US-based researchers have described a type of cyber-attack that can bring down physical infrastructure without the knowledge of undisclosed vulnerabilities or the need for clever software tools.
A team from College of William and Mary in Virginia, together with colleagues from Ohio State University, has published a paper which explains how a malicious customer could wreak havoc in the data center by simply maximizing power consumption of the racks they have paid for.
Since cloud-scale data centers frequently overprovision their power, very high consumption could trip the circuit breakers and take the whole facility offline.
Researchers have called this method the ‘power attack’ and successfully carried it out against virtual models of real-world data centers, including one of Google’s facilities in North Carolina.
Several experts have confirmed to DatacenterDynamics that such an attack is indeed possible, but only in cases where there’s no policy-based power capping in place.
Of airplanes and toasters
More often than not, data centers are built in stages, gradually increasing their compute, cooling and power capacities in line with demand.

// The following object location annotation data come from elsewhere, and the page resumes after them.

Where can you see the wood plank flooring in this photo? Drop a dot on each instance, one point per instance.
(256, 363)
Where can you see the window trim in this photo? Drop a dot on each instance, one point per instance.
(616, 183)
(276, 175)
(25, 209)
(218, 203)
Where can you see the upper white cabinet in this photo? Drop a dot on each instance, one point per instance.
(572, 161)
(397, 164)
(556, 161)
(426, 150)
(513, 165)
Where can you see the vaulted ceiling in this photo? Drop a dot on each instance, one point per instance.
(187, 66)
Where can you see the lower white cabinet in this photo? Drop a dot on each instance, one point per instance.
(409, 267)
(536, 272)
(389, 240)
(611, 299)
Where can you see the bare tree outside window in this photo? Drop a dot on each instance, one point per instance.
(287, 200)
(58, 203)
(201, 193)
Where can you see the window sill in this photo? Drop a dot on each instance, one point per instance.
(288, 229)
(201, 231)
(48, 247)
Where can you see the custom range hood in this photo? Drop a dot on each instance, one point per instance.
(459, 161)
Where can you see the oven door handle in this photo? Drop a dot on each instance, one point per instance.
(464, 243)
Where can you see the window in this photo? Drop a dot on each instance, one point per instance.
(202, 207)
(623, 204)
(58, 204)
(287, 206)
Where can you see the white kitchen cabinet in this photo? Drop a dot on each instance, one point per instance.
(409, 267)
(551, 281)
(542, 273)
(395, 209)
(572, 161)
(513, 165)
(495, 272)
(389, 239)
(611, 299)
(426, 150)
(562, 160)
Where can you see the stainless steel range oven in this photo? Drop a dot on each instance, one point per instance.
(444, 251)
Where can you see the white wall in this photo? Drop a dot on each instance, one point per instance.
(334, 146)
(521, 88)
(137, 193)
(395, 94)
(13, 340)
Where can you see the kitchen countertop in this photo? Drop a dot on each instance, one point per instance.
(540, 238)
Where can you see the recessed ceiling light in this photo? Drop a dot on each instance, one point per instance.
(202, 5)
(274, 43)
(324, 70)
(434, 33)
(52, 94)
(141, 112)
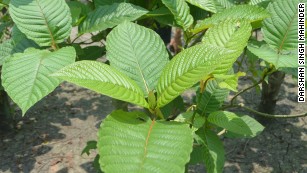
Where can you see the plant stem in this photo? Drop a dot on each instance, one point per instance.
(241, 105)
(266, 72)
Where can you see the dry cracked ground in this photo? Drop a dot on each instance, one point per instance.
(50, 138)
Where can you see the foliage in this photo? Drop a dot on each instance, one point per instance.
(40, 53)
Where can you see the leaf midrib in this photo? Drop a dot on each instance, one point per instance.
(146, 144)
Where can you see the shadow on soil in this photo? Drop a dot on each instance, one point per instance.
(54, 131)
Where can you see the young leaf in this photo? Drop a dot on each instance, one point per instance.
(109, 16)
(211, 151)
(181, 11)
(212, 98)
(246, 12)
(47, 22)
(131, 142)
(6, 49)
(245, 126)
(232, 34)
(137, 52)
(186, 68)
(103, 79)
(280, 30)
(26, 75)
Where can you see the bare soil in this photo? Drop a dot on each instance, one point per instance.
(50, 138)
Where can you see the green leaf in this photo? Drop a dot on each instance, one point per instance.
(280, 30)
(107, 2)
(47, 22)
(181, 11)
(279, 60)
(244, 125)
(103, 79)
(207, 5)
(212, 98)
(130, 142)
(186, 68)
(90, 145)
(173, 107)
(229, 81)
(261, 3)
(137, 52)
(25, 76)
(109, 16)
(247, 12)
(211, 150)
(21, 42)
(231, 34)
(186, 117)
(6, 49)
(91, 53)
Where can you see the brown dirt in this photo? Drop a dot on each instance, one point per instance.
(51, 136)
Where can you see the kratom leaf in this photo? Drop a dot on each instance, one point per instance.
(181, 11)
(186, 68)
(109, 16)
(280, 30)
(212, 98)
(91, 53)
(90, 145)
(207, 5)
(231, 34)
(198, 13)
(130, 142)
(107, 2)
(25, 76)
(137, 52)
(249, 13)
(6, 49)
(211, 150)
(271, 56)
(245, 125)
(103, 79)
(229, 81)
(21, 42)
(261, 3)
(47, 22)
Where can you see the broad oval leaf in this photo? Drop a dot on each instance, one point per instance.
(130, 142)
(109, 16)
(181, 11)
(6, 49)
(137, 52)
(107, 2)
(280, 30)
(245, 125)
(47, 22)
(103, 79)
(186, 68)
(232, 34)
(247, 12)
(208, 5)
(25, 76)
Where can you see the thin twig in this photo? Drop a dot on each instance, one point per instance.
(241, 105)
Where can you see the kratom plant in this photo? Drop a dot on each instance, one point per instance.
(41, 54)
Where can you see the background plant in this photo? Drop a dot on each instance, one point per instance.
(40, 54)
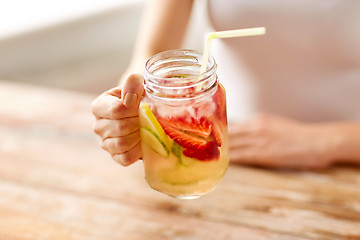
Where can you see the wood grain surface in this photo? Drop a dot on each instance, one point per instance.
(57, 183)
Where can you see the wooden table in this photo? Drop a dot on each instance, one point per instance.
(57, 183)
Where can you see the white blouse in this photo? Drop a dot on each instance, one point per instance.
(307, 66)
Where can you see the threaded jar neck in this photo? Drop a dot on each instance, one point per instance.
(175, 74)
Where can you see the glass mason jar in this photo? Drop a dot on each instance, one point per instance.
(183, 125)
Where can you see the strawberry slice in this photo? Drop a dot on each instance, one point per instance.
(199, 127)
(216, 133)
(211, 152)
(183, 139)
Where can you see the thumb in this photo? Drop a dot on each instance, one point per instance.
(132, 90)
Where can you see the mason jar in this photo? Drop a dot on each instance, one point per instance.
(183, 125)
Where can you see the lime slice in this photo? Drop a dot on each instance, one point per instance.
(148, 119)
(154, 141)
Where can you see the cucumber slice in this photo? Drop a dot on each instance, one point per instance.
(176, 149)
(154, 141)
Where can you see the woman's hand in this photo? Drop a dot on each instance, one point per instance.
(277, 142)
(117, 120)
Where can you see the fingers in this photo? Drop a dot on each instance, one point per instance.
(107, 128)
(117, 121)
(108, 105)
(132, 90)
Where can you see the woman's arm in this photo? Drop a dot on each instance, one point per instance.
(346, 137)
(163, 27)
(278, 142)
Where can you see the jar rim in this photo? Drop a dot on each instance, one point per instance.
(210, 70)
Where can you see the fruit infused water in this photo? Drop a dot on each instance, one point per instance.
(183, 125)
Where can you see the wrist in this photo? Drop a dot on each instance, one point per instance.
(343, 142)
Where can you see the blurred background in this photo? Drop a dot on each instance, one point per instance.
(80, 45)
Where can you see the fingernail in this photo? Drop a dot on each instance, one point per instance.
(130, 99)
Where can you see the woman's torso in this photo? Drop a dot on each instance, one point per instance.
(307, 66)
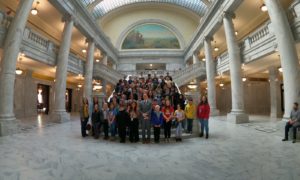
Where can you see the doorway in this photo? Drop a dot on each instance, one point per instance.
(68, 100)
(43, 98)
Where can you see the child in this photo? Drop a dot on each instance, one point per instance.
(179, 115)
(156, 121)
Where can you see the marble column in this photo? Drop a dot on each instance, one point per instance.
(105, 60)
(195, 58)
(11, 50)
(89, 65)
(275, 111)
(104, 83)
(59, 112)
(288, 54)
(237, 113)
(210, 76)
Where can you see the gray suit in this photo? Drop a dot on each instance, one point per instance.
(145, 107)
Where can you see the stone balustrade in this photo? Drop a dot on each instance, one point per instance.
(144, 73)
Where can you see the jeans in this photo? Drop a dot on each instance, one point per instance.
(83, 126)
(156, 133)
(287, 128)
(204, 125)
(105, 128)
(134, 130)
(146, 127)
(96, 128)
(189, 125)
(179, 130)
(113, 129)
(167, 128)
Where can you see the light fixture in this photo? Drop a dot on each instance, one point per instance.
(216, 48)
(97, 87)
(34, 11)
(263, 7)
(192, 86)
(19, 71)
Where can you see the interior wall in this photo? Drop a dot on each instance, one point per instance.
(25, 95)
(114, 25)
(256, 98)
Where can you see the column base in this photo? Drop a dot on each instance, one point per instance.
(238, 117)
(214, 112)
(60, 116)
(8, 125)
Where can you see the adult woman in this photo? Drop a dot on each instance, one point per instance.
(134, 123)
(84, 116)
(203, 111)
(112, 122)
(179, 115)
(168, 112)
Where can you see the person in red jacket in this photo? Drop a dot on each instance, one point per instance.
(203, 111)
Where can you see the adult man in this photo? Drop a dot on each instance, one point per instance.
(145, 108)
(294, 123)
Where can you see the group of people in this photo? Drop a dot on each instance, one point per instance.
(144, 103)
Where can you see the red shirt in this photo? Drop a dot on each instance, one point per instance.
(203, 111)
(167, 111)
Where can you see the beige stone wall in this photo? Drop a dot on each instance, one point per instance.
(25, 95)
(256, 96)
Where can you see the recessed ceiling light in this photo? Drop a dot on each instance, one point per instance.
(263, 8)
(19, 71)
(35, 11)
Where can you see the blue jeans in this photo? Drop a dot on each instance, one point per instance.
(179, 130)
(204, 125)
(113, 129)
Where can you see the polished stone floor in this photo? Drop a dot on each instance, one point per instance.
(48, 150)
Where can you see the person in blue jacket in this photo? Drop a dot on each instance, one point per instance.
(156, 121)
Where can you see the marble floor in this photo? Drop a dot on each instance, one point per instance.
(244, 152)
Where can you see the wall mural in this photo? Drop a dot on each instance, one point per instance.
(150, 36)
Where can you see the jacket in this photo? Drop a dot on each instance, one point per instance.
(155, 120)
(203, 111)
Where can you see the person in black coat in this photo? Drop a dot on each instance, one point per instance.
(97, 119)
(122, 119)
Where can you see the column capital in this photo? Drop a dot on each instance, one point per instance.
(208, 38)
(68, 18)
(89, 40)
(228, 15)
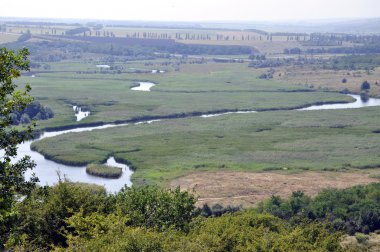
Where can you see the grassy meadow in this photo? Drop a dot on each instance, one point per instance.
(199, 88)
(275, 140)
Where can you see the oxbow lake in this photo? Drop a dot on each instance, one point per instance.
(47, 171)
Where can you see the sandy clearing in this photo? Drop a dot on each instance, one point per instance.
(245, 188)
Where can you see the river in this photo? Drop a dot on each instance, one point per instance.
(47, 171)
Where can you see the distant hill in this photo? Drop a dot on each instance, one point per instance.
(361, 26)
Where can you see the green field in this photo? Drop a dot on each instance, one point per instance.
(269, 140)
(295, 140)
(204, 88)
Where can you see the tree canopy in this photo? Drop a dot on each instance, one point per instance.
(12, 181)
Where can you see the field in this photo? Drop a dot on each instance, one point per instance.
(213, 88)
(307, 140)
(247, 189)
(331, 79)
(204, 154)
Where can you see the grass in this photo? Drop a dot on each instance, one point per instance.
(202, 88)
(296, 140)
(104, 171)
(162, 151)
(331, 79)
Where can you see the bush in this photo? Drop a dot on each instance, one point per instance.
(153, 207)
(104, 171)
(365, 86)
(361, 238)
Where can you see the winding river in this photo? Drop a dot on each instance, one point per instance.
(47, 171)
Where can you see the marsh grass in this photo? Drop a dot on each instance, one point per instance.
(104, 171)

It is also typical to oversubscribe some or all of these resources – similarly to how airlines often sell more tickets than there are seats on the plane, safe in the knowledge that one or two passengers will fail to show up.
In the event these extra passengers do show up, the airline has to offer concessions. In the case of a data center, matters are much more complicated.
In a nutshell, a ‘power attack’ would use legitimate software to intentionally push power systems beyond their limits. If the attacker manages to buy up cloud resources hosted in one location, and send all of their racks into overdrive at the same time, power demand will reach levels where it could trip the circuit breaker. Even if it doesn’t, heat damage will surely degrade the performance and lifespan of servers.
In their tests, researchers used several approaches to a power attack, from creating an endless virtual machine migration loop to replacing integers with floating point numbers in complex calculations, to running intensive benchmarking tools like the High Performance Linpack.
Here’s another analogy: imagine you are working in a shared office. You have plugged in your PC, a laptop and a printer – none of which matter in the wider context of a building. Meanwhile your office neighbor brings in a dozen toasters and switches them all on at the same time, killing the power and ruining everyone’s day.
According to the research paper, Google, HP and IBM are just some of the large public cloud vendors who have adopted power oversubscription practices, making them vulnerable to a power attack.
“Yes, in theory, many data centers, not just cloud but colo and enterprise data centers could be caused to overload a part of their power distribution system with aggressive workload deployment,” Liam Newcombe, CTO at Romonet, told DatacenterDynamics.
“There is nothing wrong with oversubscription, in any large enough environment you get a statistical levelling of load as not all customers or not all platforms will peak load at the same time, this is one of the basic advantages of a service provider. The only questions are: what level of over-subscription are you prepared to allow and how do you manage it?”
Newcombe says there are a number of simple IT deployment and management practices that can effectively neutralize this attack vector, for example using Intel Node Manager or similar software to assign rack, row and room-level power budgets.
“My sense is the large public cloud providers will handle an attack better simply because they are set up to balancing across multiple DCs and can quickly disconnect the requesting source,” added Ed Ansett, managing partner at i3 Solutions Group.
“The providers who are probably at most risk are in private and hybrid cloud where the infrastructure is tied to a small number of data centers.”
The paper suggests the risk of a power attack could be completely mitigated with the adoption of rack-level UPS – something Microsoft recently discussed at the OpenCompute Summit.